Le Roi regardait au loin, sirotant son verre sans vraiment grand intérêt, comme si il était détaché de tout, morose ou nostalgique de quelque chose qu'il voulait abolir de son esprit mais qui ne pouvait le laisser tranquille.

- Seigneur, puis-je me permettre d'abord une question ?
- Fais petit rat.

Fieren commençait à s'habituer à ce surnom, bien qu'il aurait pu ne pas apprécier d'être appelé ainsi par les siens, venant de cet homme il ne trouvait pas cela dégradant. Allez savoir pourquoi.

- Pourquoi êtes-vous ici ?

- Si la question est : pourquoi suis-je devenu le Roi Gardien-

- Oui.

- J'ai fait une promesse à mes hommes. soupira le Roi, le regard perdu au loin.

Fieren voulait en savoir plus, bien évidemment, mais préféra se taire. Il ne lui demanderait rien d'autre… pour le moment. Préférant profiter de cette soirée tranquille où, seuls les hurlement des damnés  perturbaient le calme du domaine. Assis dans des sièges inclinés, ils restaient silencieux, profitant de ce qu'ils ressentaient sur le moment pour ne pas chercher à vouloir parler plus.

- C'est chaud, blanc ou doré. déclara soudainement Fieren. C'est éclairé, doux mais froid par moment. Au contraire d'ici où il fait toujours chaud, nous avons un temps qui est à l'image de notre capacité à ressentir les émotions.

- Vide ?

- Plus ou moins.

- Pourtant ?
- Pourtant, je ressens comme vous des choses que je ne devrais pas.

- As-tu peur ?

- Un peu. Mais je suis un chercheur, mon but est de trouver pourquoi je les ressens et ce que ça ferai aux miens.

- Tu es un être bien étrange.

- Puis-je en dire pareil de vous Majesté ?

Le Roi sourit.

- Atlas.

Fieren se redressa, tournant son visage vers lui, le regard écarquillé.
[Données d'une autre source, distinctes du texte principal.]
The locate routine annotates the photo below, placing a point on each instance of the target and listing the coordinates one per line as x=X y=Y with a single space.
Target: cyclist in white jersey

- Mon nom, ici bas, est Atlas.

- Êtes-vous…
-  Non. Mais mon nom y est inspiré.

- Fascinant.

Atlas... Voilà un nom qui ne risquait pas de le laisser tranquille. Il voulait en savoir encore plus, bien plus. Pourquoi avait-il cette soif de savoir aussi vorace quand cela concernait cet homme ?

- Fieren.

- Hm ? Seigneur ?

- Rejoins moi dans la grande salle demain matin. J'examinerai la demande des Anges.

- Vraiment ?

- Je suis épuisé de leurs envoyés. Je ferai ce que je peux. N'attends point de moi que ma décision soit la meilleure ou celle que tu attends.

- Je... suis juste surpris et honoré que vous ayez un peu de confiance envers moi Majesté.

- Atlas, répéta t-il.

- A...Atlas.

Les deux hommes se regardèrent. C'était comme si le temps s'était suspendu, rendant l'espace silencieux, pour leur laisser un moment où rien ne les toucheraient. Leurs regards accrochés semblaient comme les attirer l'un à l'autre, mais tous deux résistèrent à cette attraction mauvaise.

Pourtant, Atlas allongea son bras pour caresser la joue fine et lisse de l'ange qui ne broncha pas.

- Va t-en, gronda le Roi en prise avec un tumulte d'émotions qu'il s'interdisait de ressentir.

Fieren posa sa main sur la sienne, il le regarda un instant, sans comprendre pourquoi cet ordre le blessait, puis quitta les lieux pour ne pas y revenir.

Enfermé dans sa chambre, à l'autre bout du château, l'ange tremblait, se posant une multitude de questions toutes avec le même sujet : Atlas.

- Atlas, souffla Fieren, caressant sa joue.

Il s'accroupie contre le panneau de la porte et se laissa glisser vers le sol.